Will Paul Krugman Say He's Sorry?
By David Henderson
Being Paul Krugman means never having to say you’re sorry.
Paul Krugman writes:
But being a conservative means never having to say you’re sorry for predicting inflation.
He’s talking about Art Laffer’s prediction in 2009 that inflation due to the large growth in the money supply would be very high. Of course, Laffer was wrong. I was pretty confident at the time that he would be wrong, which is why I bet Bob Murphy and won. I wish I had bet Laffer, who probably would have been willing to bet more, as I would have.
Anyway, the implication from Krugman’s sentence is that someone who predicts high inflation should say he’s sorry when his prediction fails to materialize. I don’t think one should necessarily say one is sorry: I think one should say simply that he was wrong.
But, hey, Krugman does seem to believe that people who make such wrong predictions should say they’re sorry.
Those who follow my posts on Krugman probably know by now where I’m going. The first week he, Larry Summers, and I were senior economists under Martin Feldstein, chairman of the Council of Economic Advisers, Paul and Larry wrote a memo predicting high inflation. I made a copy at the time because I thought it was wrong. And it was.

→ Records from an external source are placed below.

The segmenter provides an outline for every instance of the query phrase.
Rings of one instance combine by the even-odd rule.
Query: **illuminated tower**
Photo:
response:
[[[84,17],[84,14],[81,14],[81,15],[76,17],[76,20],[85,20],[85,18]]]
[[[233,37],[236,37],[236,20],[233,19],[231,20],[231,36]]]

But I don’t recall Paul ever saying he was wrong, let alone apologizing. Can anyone find evidence that he did? If not, will he do so now?
Commenter Zack points out below that Paul Krugman, in a post titled “In Praise of Art Laffer,” actually credited Laffer for his intellectual honesty after his inflation prediction failed to come true. Krugman wrote:
This is a remarkable act of intellectual honesty — remarkable because it happens so rarely.
I do wonder exactly what model Laffer was using. As I pointed out again and again, basic IS-LM analysis said that even huge increases in the monetary base aren’t inflationary in a liquidity trap; and yes, I was making that prediction in advance. From where I sit, our models have worked just fine.
But still, credit where it’s due — Laffer, unlike almost everyone else in the inflationista camp, has admitted both that he was wrong and that some rethinking is needed.